You may recall from my last post that I mentioned a fish species from the recent Tom Simon Fish Collection acquisition, the “Bloater” Coregonus hoyi. This is a species that in the recent past has been considered endangered, indeed it was known to be extirpated from some of the Great Lakes and thought to perhaps be on its way to extinction across the rest of its distribution. Herein I’ll detail some of the reasons for which the bloater came to be in such peril. But for now, allow me to follow a rabbitfish trail (ahem):
Perhaps you have wondered why this fish is named so cruelly? Perhaps, one might think, the name was given in less politically correct days when short shrift was given to a fish’s feelings, but that is simply not the case. No, the name actually describes the propensity of the species’ swim bladder to expand and make it look fat when it is trawled from the deep, colder waters that it prefers. So you see it actually does have to do with the poor fish having a tendency to be gassy.

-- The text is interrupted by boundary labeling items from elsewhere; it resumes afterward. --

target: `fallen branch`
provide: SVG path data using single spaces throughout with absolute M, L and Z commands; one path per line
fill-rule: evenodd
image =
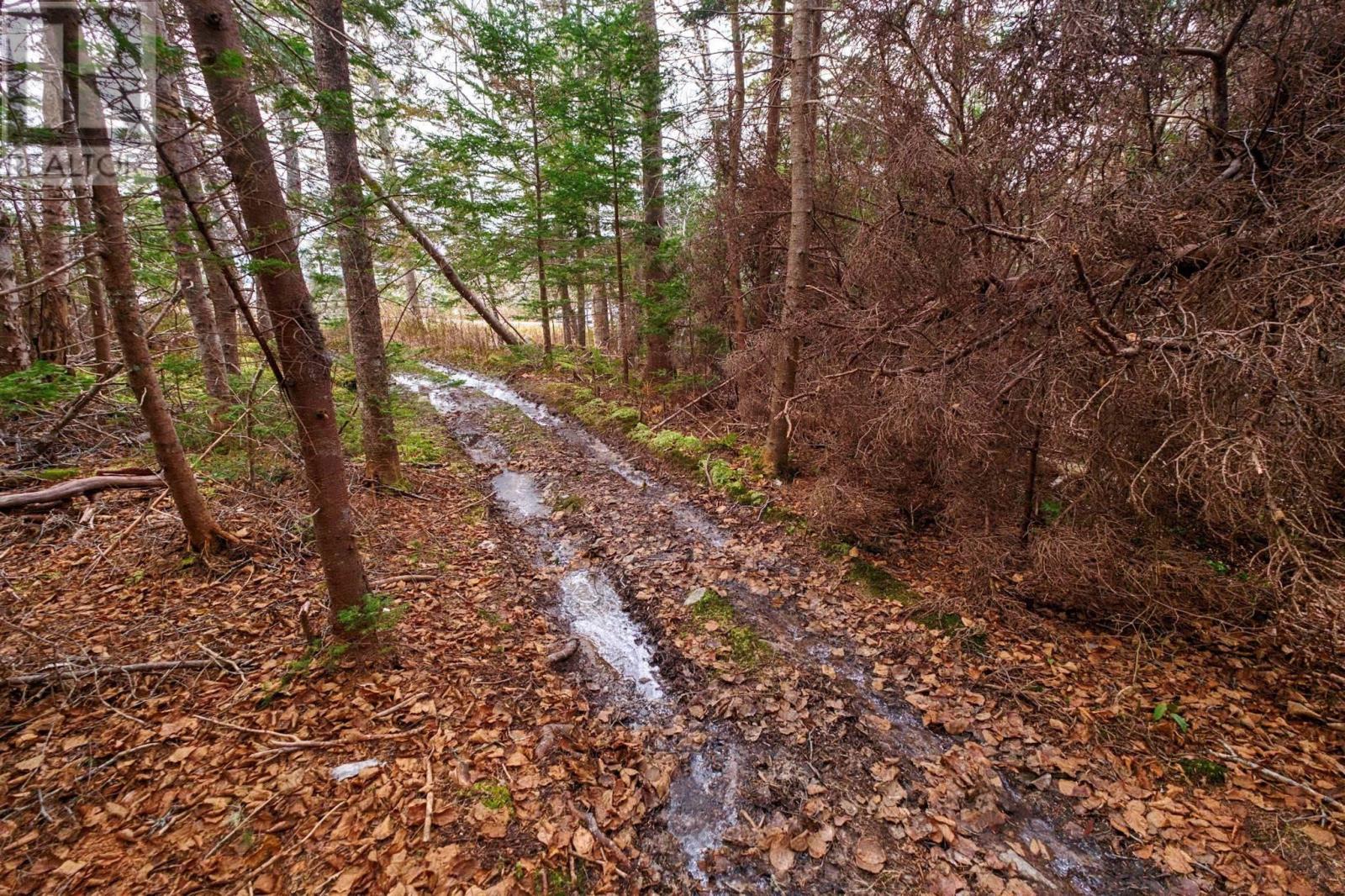
M 1231 763 L 1237 763 L 1239 766 L 1245 766 L 1247 768 L 1251 768 L 1252 771 L 1255 771 L 1256 774 L 1259 774 L 1262 778 L 1264 778 L 1267 780 L 1272 780 L 1272 782 L 1276 782 L 1279 784 L 1289 784 L 1290 787 L 1298 787 L 1303 792 L 1311 794 L 1313 796 L 1315 796 L 1318 800 L 1321 800 L 1321 803 L 1323 806 L 1330 806 L 1336 811 L 1338 811 L 1341 814 L 1345 814 L 1345 805 L 1342 805 L 1341 800 L 1336 799 L 1334 796 L 1328 796 L 1322 791 L 1319 791 L 1319 790 L 1317 790 L 1314 787 L 1310 787 L 1309 784 L 1305 784 L 1301 780 L 1294 780 L 1289 775 L 1282 775 L 1282 774 L 1279 774 L 1278 771 L 1275 771 L 1272 768 L 1266 768 L 1260 763 L 1254 763 L 1250 759 L 1243 759 L 1241 756 L 1239 756 L 1237 753 L 1235 753 L 1233 748 L 1229 747 L 1228 744 L 1224 744 L 1224 749 L 1227 752 L 1215 753 L 1215 755 L 1219 759 L 1227 759 Z
M 227 665 L 226 665 L 227 663 Z M 234 669 L 230 669 L 234 666 Z M 211 669 L 218 667 L 225 671 L 235 671 L 237 665 L 231 661 L 221 659 L 165 659 L 163 662 L 153 663 L 126 663 L 125 666 L 101 666 L 101 665 L 87 665 L 87 663 L 51 663 L 44 666 L 39 671 L 27 673 L 23 675 L 11 675 L 4 679 L 4 683 L 11 686 L 17 685 L 38 685 L 47 681 L 58 681 L 65 678 L 83 678 L 86 675 L 104 675 L 113 673 L 122 673 L 133 675 L 137 673 L 155 673 L 155 671 L 174 671 L 175 669 Z
M 570 638 L 560 650 L 553 650 L 546 654 L 546 663 L 554 666 L 557 663 L 564 663 L 566 659 L 574 655 L 574 651 L 580 648 L 578 638 Z
M 390 735 L 362 735 L 359 737 L 347 737 L 340 740 L 273 740 L 270 741 L 269 749 L 258 749 L 253 753 L 254 757 L 261 759 L 264 756 L 274 756 L 276 753 L 292 753 L 299 749 L 331 749 L 332 747 L 348 747 L 351 744 L 363 744 L 370 740 L 401 740 L 402 737 L 410 737 L 418 733 L 420 725 L 412 728 L 410 731 L 398 731 Z
M 108 488 L 163 488 L 164 480 L 157 475 L 149 476 L 85 476 L 83 479 L 70 479 L 36 491 L 19 491 L 0 495 L 0 510 L 13 507 L 27 507 L 30 505 L 52 505 L 70 500 L 78 495 L 91 495 Z

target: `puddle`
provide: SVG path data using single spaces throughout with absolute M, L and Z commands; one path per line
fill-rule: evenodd
M 678 522 L 679 530 L 690 537 L 712 546 L 726 544 L 726 533 L 698 507 L 654 482 L 582 426 L 553 414 L 498 381 L 438 365 L 432 367 L 452 377 L 453 382 L 441 383 L 410 375 L 398 375 L 397 382 L 426 394 L 437 410 L 453 413 L 453 435 L 468 456 L 477 464 L 499 470 L 492 479 L 495 500 L 537 538 L 541 548 L 535 558 L 538 565 L 555 564 L 562 568 L 578 565 L 582 561 L 577 558 L 585 553 L 584 545 L 551 525 L 550 509 L 542 498 L 537 479 L 530 474 L 508 468 L 508 447 L 491 436 L 482 422 L 480 416 L 490 409 L 490 401 L 519 409 L 557 437 L 578 447 L 588 457 L 646 495 L 651 511 L 658 509 L 670 513 Z M 808 657 L 812 662 L 833 665 L 837 677 L 849 685 L 858 706 L 862 708 L 861 712 L 876 714 L 890 725 L 890 731 L 880 736 L 889 749 L 920 763 L 943 755 L 958 743 L 925 728 L 900 697 L 873 692 L 865 663 L 858 662 L 849 651 L 834 658 L 829 639 L 803 634 L 800 626 L 792 624 L 779 611 L 767 608 L 764 601 L 751 596 L 745 585 L 741 583 L 733 585 L 730 588 L 736 601 L 757 607 L 760 612 L 752 613 L 755 622 L 765 626 L 773 643 L 790 643 L 787 650 L 799 654 L 800 658 Z M 601 569 L 585 566 L 566 572 L 560 580 L 557 612 L 569 623 L 576 636 L 592 644 L 597 657 L 611 667 L 616 678 L 629 686 L 646 710 L 654 714 L 666 712 L 667 693 L 659 669 L 654 663 L 651 639 L 625 612 L 620 595 Z M 686 774 L 674 779 L 670 787 L 663 819 L 682 848 L 687 873 L 701 884 L 709 883 L 706 872 L 701 868 L 702 860 L 722 845 L 725 833 L 738 821 L 737 794 L 742 783 L 742 768 L 740 747 L 728 736 L 712 737 L 691 753 Z M 1002 809 L 1010 819 L 999 829 L 998 835 L 991 842 L 983 842 L 983 846 L 1002 853 L 1001 858 L 1014 864 L 1022 877 L 1048 891 L 1080 896 L 1119 892 L 1110 891 L 1104 881 L 1127 880 L 1127 864 L 1118 864 L 1095 845 L 1063 834 L 1056 822 L 1034 811 L 1003 775 L 999 778 L 1003 784 Z M 1033 857 L 1029 860 L 1014 853 L 1009 849 L 1009 841 L 1029 846 L 1024 852 Z M 1033 841 L 1044 845 L 1049 857 L 1033 854 L 1030 849 Z M 1134 888 L 1128 888 L 1127 892 L 1131 889 Z
M 519 517 L 535 518 L 550 513 L 550 509 L 542 502 L 537 480 L 527 474 L 506 470 L 491 480 L 491 486 L 495 491 L 495 500 Z
M 709 883 L 701 860 L 724 844 L 724 834 L 737 823 L 737 792 L 742 774 L 738 749 L 710 741 L 691 756 L 687 774 L 672 782 L 663 810 L 668 831 L 686 853 L 686 869 Z
M 621 608 L 621 597 L 607 577 L 578 569 L 561 578 L 561 612 L 576 635 L 588 639 L 608 666 L 635 685 L 650 702 L 666 697 L 654 667 L 654 650 L 639 624 Z

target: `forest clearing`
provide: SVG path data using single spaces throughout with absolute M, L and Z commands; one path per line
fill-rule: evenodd
M 1334 4 L 0 31 L 0 891 L 1345 893 Z

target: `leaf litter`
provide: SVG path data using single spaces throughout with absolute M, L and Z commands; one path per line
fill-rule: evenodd
M 9 690 L 8 889 L 1342 892 L 1321 799 L 1341 794 L 1338 706 L 1254 639 L 982 609 L 950 627 L 990 632 L 976 647 L 541 405 L 502 426 L 460 391 L 443 409 L 469 460 L 417 471 L 428 502 L 356 499 L 409 605 L 358 662 L 304 665 L 320 573 L 292 484 L 230 492 L 252 542 L 233 566 L 182 566 L 163 513 L 94 565 L 144 514 L 129 495 L 93 526 L 0 521 L 16 673 L 233 665 Z M 507 471 L 545 533 L 482 503 Z M 911 562 L 921 600 L 958 593 L 952 561 Z M 636 679 L 666 693 L 580 636 L 558 600 L 580 569 L 647 632 Z M 698 588 L 729 612 L 697 618 Z M 578 658 L 553 663 L 572 632 Z

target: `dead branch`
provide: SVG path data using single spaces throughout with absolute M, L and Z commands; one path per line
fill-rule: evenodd
M 91 495 L 108 488 L 163 488 L 164 480 L 149 476 L 85 476 L 70 479 L 36 491 L 8 492 L 0 495 L 0 510 L 30 507 L 32 505 L 55 505 L 79 495 Z
M 230 669 L 233 666 L 233 669 Z M 50 666 L 43 666 L 35 673 L 26 673 L 23 675 L 11 675 L 4 679 L 4 683 L 16 687 L 20 685 L 38 685 L 48 681 L 63 681 L 86 678 L 89 675 L 110 675 L 110 674 L 141 674 L 141 673 L 156 673 L 156 671 L 174 671 L 176 669 L 223 669 L 225 671 L 235 673 L 238 669 L 237 663 L 233 661 L 221 659 L 165 659 L 153 663 L 126 663 L 124 666 L 104 666 L 98 663 L 74 663 L 62 662 L 51 663 Z M 238 673 L 235 673 L 238 674 Z

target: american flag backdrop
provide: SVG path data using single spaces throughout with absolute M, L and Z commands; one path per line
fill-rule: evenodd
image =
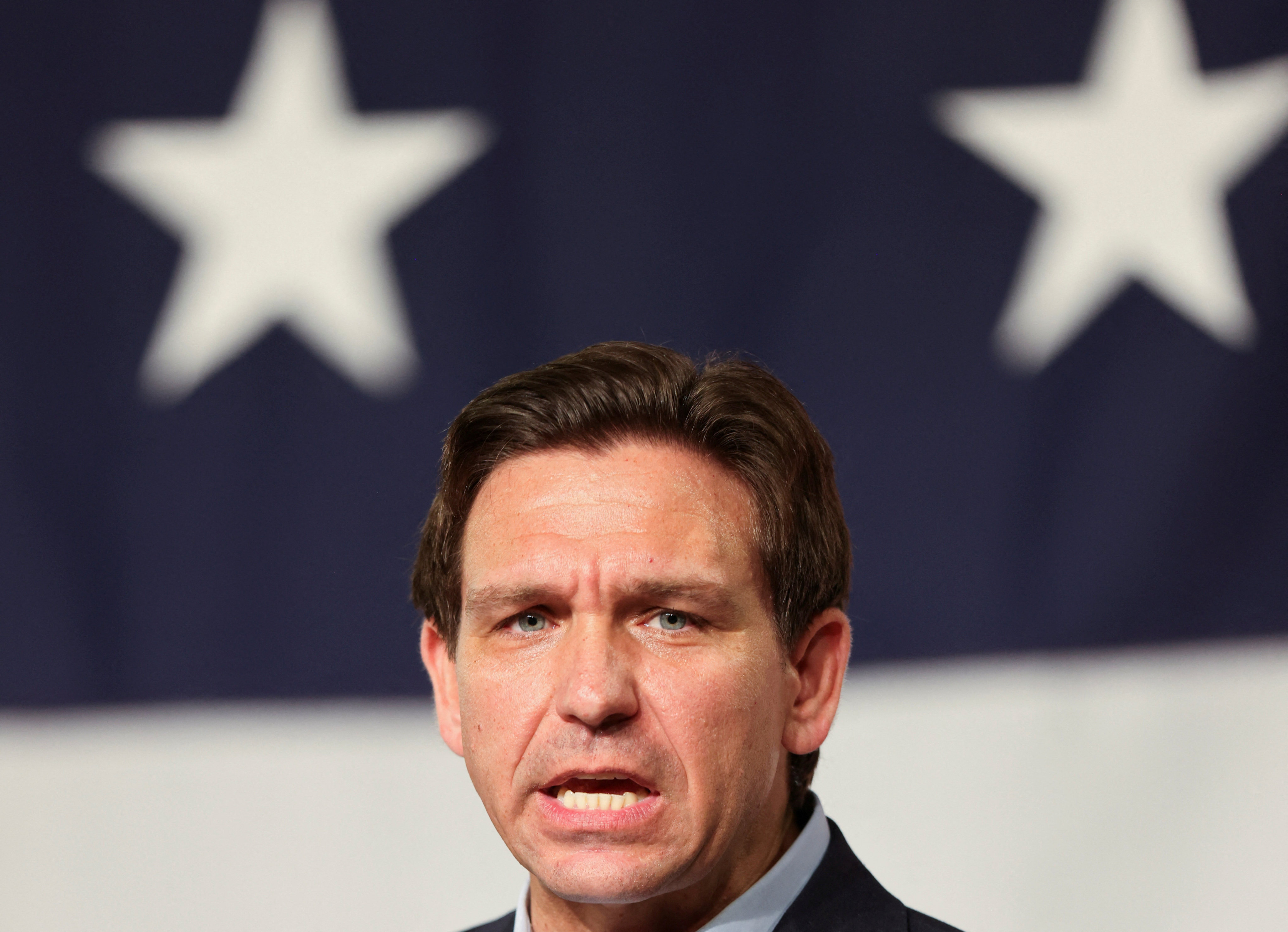
M 896 895 L 1288 927 L 1288 6 L 4 19 L 0 927 L 509 910 L 406 576 L 452 415 L 605 339 L 831 441 Z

Yes, that bladder does make you look fat! OSUM 117265 Coregonus hoyi 195mm SL 1 of 18 specimens from jar 1 of 3
The rapid ascent from the fairly extreme depths, down to almost 700 feet where the fish resides, and consequent distension of the bladder does cause more than just discomfort for the fish. The complexity of the connection to the gas bladder in the bloaters renders them unable to quickly discharge the air and liable to bursting upon fast ascent from depths. In many species of fish the swim bladder is directly connected to the gut and the fish can use this connection to directly control the amount of gas in the bladder. This physostomous swim bladder occurs mainly in fish living in shallow waters and swallow air that is passed into the gut and forced into the swim bladder. Not so in the Bloater. Fish in the order Salmoniformes, such as the Bloater, share a character with other advanced fishes: the physoclistous swim bladder. This gas bladder has no direct connection to the alimentary canal but some areas of the membrane separating gut and bladder are very thin and well supplied with capillaries that allow rapid gas exchange. This gas gland secretes oxygen into the swim bladder through the rete mirabile, literally “a wonderful net” of capillaries.
Diagram of the arterial/venous transfer to the gas bladder via the rete mirabile
The Bloater is one of several “whitefish” species that have become rare and imperiled, some to the point of extinction. Bloaters are invertivores – you guessed right, feed on invertebrates – at all stages of their lives and formerly fed in open water (Many other fish species are invertivores at immature stages and shift their diets to larger prey including vertebrates as adults). It has been documented that bloaters (and some other fish species) have changed their feeding habits in response to competition from the invasive Alewife Alosa pseudoharengus to feed on benthic invertebrates. Happily for the bloaters they seem to have benefited, in the long run, from the Alewife invasion.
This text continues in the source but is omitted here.